I'd love to hear more of this debugging story!

__turbobrew__ · 2024-07-04T02:50:50 1720061450

Containers are offered block storage by creating a loopback device with a backing file on the kubelet’s file system. We noticed that on some very heavily utilized nodes that iowait was using 60% of all the available cores on the node.

I first confirmed that nvme drives were healthy according to SMART, I then worked up the stack and used BCC tools to look at block io latency. Block io latency was quite low for the NVME drives (microseconds) but was hundreds of milliseconds for the loopback block devices.

This lead me to believe that something was wrong with the loopback devices and not the underlying NVMEs. I used cachestat/cachetop and found that the page cache miss rate was very high and that we were thrashing the page cache constantly paging in and out data. From there I inspected the loopback devices using losetup and found that direct io was disabled and the sector size of the loopback device did not match the sector size of the backing filesystem.
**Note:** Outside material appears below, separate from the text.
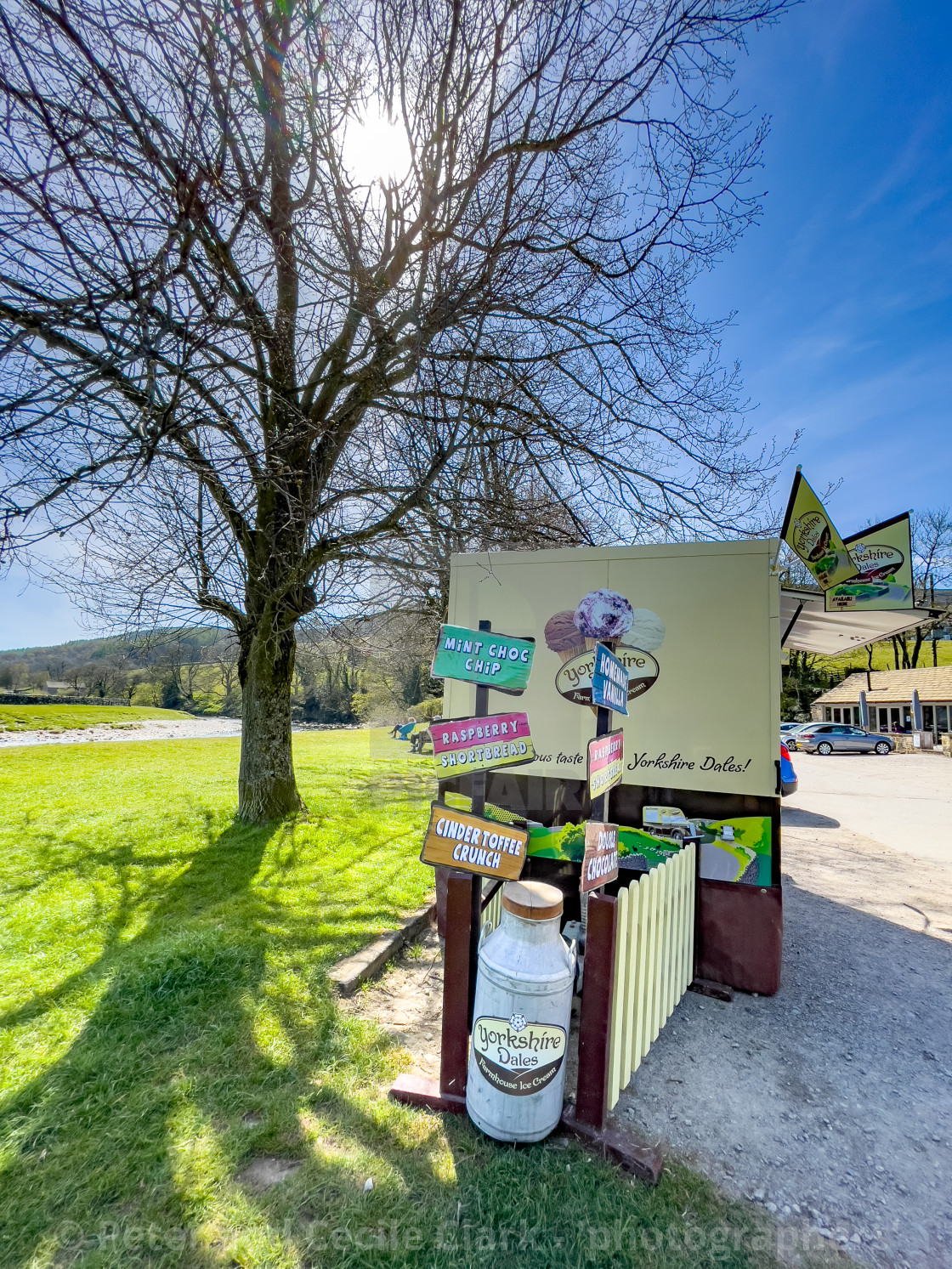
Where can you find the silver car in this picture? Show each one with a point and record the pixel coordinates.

I modified the loopback devices to use the same sector size as the block size of the underlying file system and enabled direct io. Instantly, the majority of the page cache was freed, iowait went way down, and io throughout went way up.

Without BCC tools I would have never been able to figure this out.
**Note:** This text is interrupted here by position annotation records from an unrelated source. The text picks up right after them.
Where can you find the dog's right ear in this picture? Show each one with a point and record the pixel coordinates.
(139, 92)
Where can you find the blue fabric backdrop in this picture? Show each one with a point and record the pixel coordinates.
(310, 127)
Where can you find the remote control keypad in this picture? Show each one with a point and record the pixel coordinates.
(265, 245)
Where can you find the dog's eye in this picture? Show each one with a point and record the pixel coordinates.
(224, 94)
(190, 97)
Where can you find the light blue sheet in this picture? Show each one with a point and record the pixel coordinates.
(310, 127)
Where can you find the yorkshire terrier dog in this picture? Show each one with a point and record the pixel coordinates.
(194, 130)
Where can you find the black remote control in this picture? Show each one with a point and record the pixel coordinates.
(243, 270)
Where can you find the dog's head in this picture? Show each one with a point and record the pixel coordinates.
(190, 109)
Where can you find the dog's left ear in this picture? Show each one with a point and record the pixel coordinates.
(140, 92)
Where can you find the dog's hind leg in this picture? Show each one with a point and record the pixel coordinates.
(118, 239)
Double caching loopback devices is quite the footgun.

Another interesting thing we hit is that our version of losetup would happily fail to enable direct io but still give you a loopback device, this has since been fixed: https://github.com/util-linux/util-linux/commit/d53346ed082d...

jauntywundrkind · 2024-07-04T04:55:03 1720068903

There's also either Composefs or Puzzlefs, both of which attempt to let the page cache work across containers!

https://github.com/containers/composefs https://github.com/project-machine/puzzlefs

FooBarWidget · 2024-07-04T10:23:19 1720088599

Which container runtime are you using? As far as I know both Docker and containerd use overlay filesystems instead of loopback devices.

And how did you know that tweaking the sector size to equal the underlying filesystem's block size would prevent double caching? Where can one get this sort of knowledge?

__turbobrew__ · 2024-07-04T14:53:25 1720104805

The loopback devices came from a CSI which creates a backing file on the kubelet’s filesystem and mounts it into the container as a block device. We use containerd.

I knew that enabling direct io would most likely disable double caching because that is literally the point of enabling direct io on a loopback device. Initially I just tried enabling direct io on the loopback devices, but that failed with a cryptic “invalid argument” error. After some more research I found that direct IO needs the sector size to match the filesystems block size in some cases to work.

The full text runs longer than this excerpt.